Gambar : Ilustrasi Kegiatan Bendahara Sumber : https://www.idntimes.com |
I. PENDAHULUAN
Kembali seperti tahun sebelumnya, penerimaan negara dari sektor pajak di tahun 2018 belum mencapai hasil sebagaimana ditargetkan di dalam APBN. Catatan Kementerian Keuangan menyebutkan bahwa realisasi pendapatan negara dari sektor pajak pada tahun 2018 berkisar di angka 92 persen dari target APBN, yang mana mengakibatkan terjadinya kekurangan penerimaan (shortfall) pajak senilai 108,1 triliun. Dilihat dari angkanya, sebuah nilai yang tidak kecil tentunya.
Ditelisik lebih dalam, banyak faktor yang menjadi penyebab belum maksimalnya pencapaian target penerimaan negara dari sektor pajak. Salah satu faktor penting yang sering terabaikan yakni bendahara pemerintah itu sendiri. Padahal bendahara pemerintah memegang peran penting dalam proses penerimaan pajak. Hal inilah yang kemudian harus menjadi perhatian lebih guna memaksimalkan penerimaan pajak terkhusus pajak yang memiliki korelasi dengan bendahara pemerintah.
II. ISI
Bendahara pemerintah sendiri merupakan salah satu wujud dari sistem withholding tax dalam sistem pemungutan pajak di Indonesia. Sebagaimana dijelaskan dalam Buku Bendahara Mahir Pajak, terkait aspek perpajakan, bendahara pemerintah memiliki kewajiban untuk mendaftarkan diri, melakukan pemotongan dan/atau pemungutan, menyetor dan melaporkan pajak. Lebih rinci, kewaiban dalam melakukan pemotongan dan/atau pemungutan terdiri atas pemotongan PPh Pasal 21, 26, 22, 23 , pemotongan/pemungutan PPh Pasal 4 ayat (2), pemungutan PPN serta bea materai.
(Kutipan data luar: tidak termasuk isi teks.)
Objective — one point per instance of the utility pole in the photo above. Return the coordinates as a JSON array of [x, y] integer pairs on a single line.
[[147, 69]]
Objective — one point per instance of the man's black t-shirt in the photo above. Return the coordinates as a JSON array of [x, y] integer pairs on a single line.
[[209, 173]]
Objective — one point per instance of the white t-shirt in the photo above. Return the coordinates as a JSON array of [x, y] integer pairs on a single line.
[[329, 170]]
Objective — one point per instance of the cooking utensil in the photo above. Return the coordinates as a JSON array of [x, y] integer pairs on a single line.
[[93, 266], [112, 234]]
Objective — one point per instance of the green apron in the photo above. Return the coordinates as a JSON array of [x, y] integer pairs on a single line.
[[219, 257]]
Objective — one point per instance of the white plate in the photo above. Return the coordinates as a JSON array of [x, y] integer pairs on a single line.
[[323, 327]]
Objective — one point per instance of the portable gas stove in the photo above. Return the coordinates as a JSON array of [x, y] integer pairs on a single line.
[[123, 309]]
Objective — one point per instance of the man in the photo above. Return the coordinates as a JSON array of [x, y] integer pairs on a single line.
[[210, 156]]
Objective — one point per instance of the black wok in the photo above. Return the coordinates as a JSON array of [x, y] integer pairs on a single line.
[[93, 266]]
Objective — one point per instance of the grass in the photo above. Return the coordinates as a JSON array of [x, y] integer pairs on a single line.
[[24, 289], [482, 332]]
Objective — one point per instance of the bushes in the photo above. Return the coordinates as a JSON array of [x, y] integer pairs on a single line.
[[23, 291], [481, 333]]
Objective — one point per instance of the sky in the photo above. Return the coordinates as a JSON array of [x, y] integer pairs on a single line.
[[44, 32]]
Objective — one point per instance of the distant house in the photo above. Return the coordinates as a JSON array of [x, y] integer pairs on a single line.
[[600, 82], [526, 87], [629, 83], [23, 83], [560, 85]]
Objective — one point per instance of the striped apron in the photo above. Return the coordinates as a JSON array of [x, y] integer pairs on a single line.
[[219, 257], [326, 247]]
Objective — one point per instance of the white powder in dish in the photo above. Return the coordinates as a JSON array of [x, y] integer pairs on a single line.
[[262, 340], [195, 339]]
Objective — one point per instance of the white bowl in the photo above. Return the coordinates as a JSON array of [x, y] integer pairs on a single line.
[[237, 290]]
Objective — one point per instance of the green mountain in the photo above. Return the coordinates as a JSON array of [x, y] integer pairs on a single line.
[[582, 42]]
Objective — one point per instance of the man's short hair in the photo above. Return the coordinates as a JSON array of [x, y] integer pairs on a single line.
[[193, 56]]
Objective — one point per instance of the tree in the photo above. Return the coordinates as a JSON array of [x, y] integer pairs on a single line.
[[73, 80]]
Melihat fakta di lapangan, sebagaimana ditunjukkan dalam beberapa penelitian dan publikasi terkait, diketahui bahwa peran bendahara pemerintah yang sangat kompleks dan vital belum ditunjang oleh kinerja yang maksimal oleh bendaharawan secara keseluruhan. Hal ini bahkan menjadi perhatian sendiri bagi Ibu Sri Mulyani selaku Menteri Keuangan Republik Indonesia yang menyatakan bahwa peranan bendaharawan masih menjadi salah satu titik lemah dalam mengumpulkan pajak baik dari kegaiatan APBN maupun APBD.
Menurut Ahmad (2016) dua faktor utama yang menyebabkan kurang maksimalnya penyerapan pajak dari bendaharawan, yakni ketidakpatuhan waktu pelaporan pajak dan ketidakpatuhan waktu penyetoran pajak. Terkait ketidakpatuhan waktu pelaporan pajak, hal ini lebih dihubungkan dengan kurangnya pemahaman bendahara terkait pelaporan pajak serta nihilnya sanksi atas tidak dilaporkannya pajak. Perihal ketidakpatuhan bendahara dalam waktu penyetoran pajak, hal ini dikarenakan penyetoran pajak dilakukan mendekati hari pertanggungjawaban uang persediaan, tidak adanya sanksi atas keterlambatan penyetoran pajak, beban dan volume pekerjaan bendahara dalam melaksanakan tugas pokok dan fungsinya memakan waktu yang banyak sehingga berakibat dalam keterlambatan dalam penyetoran pajak.
III. KESIMPULAN / REKOMENDASI
Hal tersebut diatas belum lagi jika kita kaitkan dengan praktik penggelapan pajak (fraud) oleh bendaharawan yang marak terjadi. Hal ini semakin meningkatkan urgensi bagi pemerintah untuk mengambil langkah kedepan. Dari segi administrasi, pemerintah harus memaksimalkan penggunaan teknologi dalam proses pelaporan dan pemungutan pajak. Selain itu, edukasi terkait peran bendahara dalam penerimaan pajak haruslah lebih digiatkan, baik dalam bentuk diklat maupun sosialisasi rutin yang turut melibatkan bendahara pembantu dan pejabat pelaksana teknis kegiatan. Dan tak kalah penting, pengawasan dan pengendalian terhadap bendaharawan harus lebih ditingkatkan sehingga meminimalisir terjadinya fraud.